Cherreads

Chapter 15 - La balançoire qui se souvient

**La balançoire qui se souvient**

Le parc n'avait plus de nom.

Les lettres de l'écriteau étaient parties avec la peinture, rongées par la pluie et le temps.

Seules les balançoires restaient, deux sièges de plastique rouge craquelé, suspendus à des chaînes rouillées qui grinçaient même quand il n'y avait pas de vent.

Léo venait tous les jours.

Neuf ans, les yeux trop grands pour son visage, les cheveux trop longs parce que plus personne ne les coupait.

Il s'asseyait sur la même balançoire, celle de gauche.

Celle d'Émilie.

Avant, ils étaient deux.

Émilie poussait Léo, Léo poussait Émilie.

Leurs rires montaient si haut qu'ils faisaient fuir les pigeons.

Puis la maladie est arrivée, rapide, silencieuse.

D'abord papa.

Puis maman.

Puis Émilie.

Trois cercueils trop petits.

Et Léo seul avec une tante qui ne savait pas parler aux enfants.

Alors il revenait ici.

Tous les jours.

Il s'asseyait.

Il attendait.

Ce jour-là, la brume était si épaisse qu'on ne voyait plus les arbres.

Le monde entier semblait avoir été effacé au chiffon humide.

Léo était là, immobile, les pieds qui ne touchaient plus terre depuis longtemps.

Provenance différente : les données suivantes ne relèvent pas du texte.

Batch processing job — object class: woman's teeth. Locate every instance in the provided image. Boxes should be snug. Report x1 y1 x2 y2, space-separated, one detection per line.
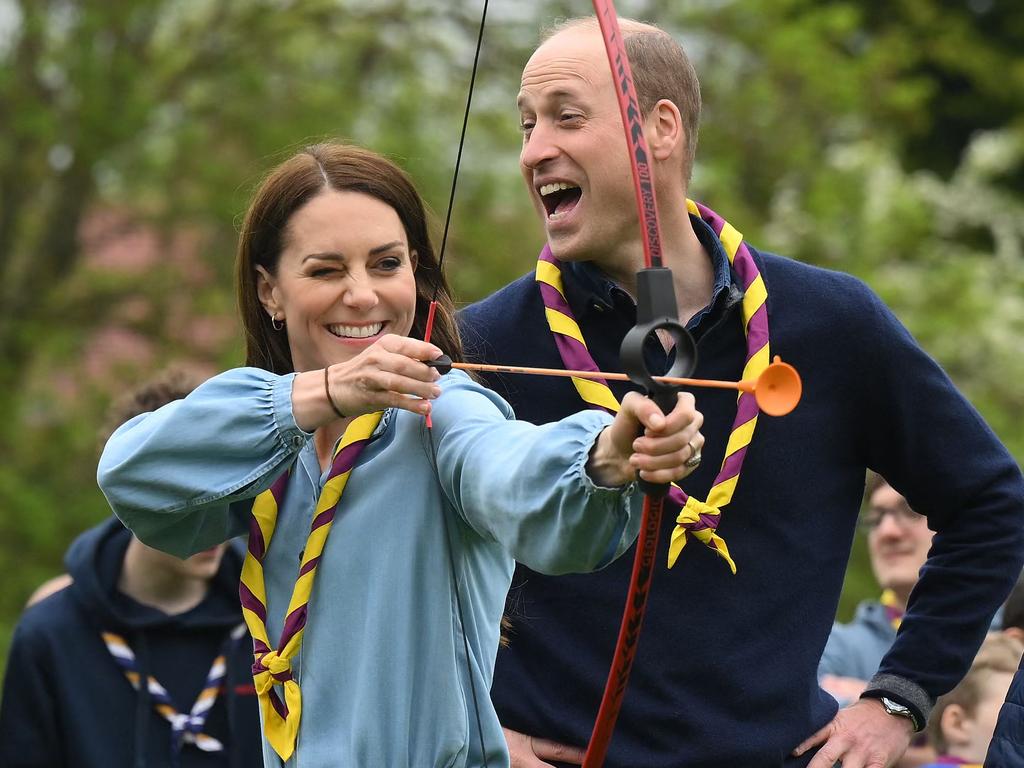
327 323 384 339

Ses mains serraient les chaînes comme on serre une main qu'on ne veut pas lâcher.

Et puis ça a commencé.

Un léger balancement.

D'avant en arrière.

Lent.

Régulier.

Comme si quelqu'un, derrière lui, avait posé ses mains sur son dos et poussait doucement.

Léo n'a pas eu peur.

Il a fermé les yeux.

Un sourire immense est monté sur son visage.

Un rire a jailli.

D'abord le sien.

Puis un autre.

Plus aigu.

Plus léger.

Celui d'Émilie.

Le rire de sa sœur.

La balançoire a pris de la vitesse.

Les chaînes chantaient.

La brume tournoyait autour de lui comme une robe de mariée en lambeaux.

« Plus haut ! » a crié Léo.

« Plus haut ! » a répondu la voix d'Émilie, venue de nulle part et de partout.

Il riait.

Il riait comme avant.

Comme quand ils étaient vivants tous les deux.

Dans la brume, des silhouettes se dessinaient.

Papa.

Maman.

Émilie.

Debout.

Immenses.

Ils ne bougeaient pas.

Ils regardaient.

Ils souriaient.

Léo ne les voyait pas.

Il n'avait pas besoin.

Il sentait leurs mains.

Il sentait leur amour.

Il sentait qu'il n'était plus seul.

La balançoire montait si haut qu'on aurait dit qu'elle allait toucher le ciel gris.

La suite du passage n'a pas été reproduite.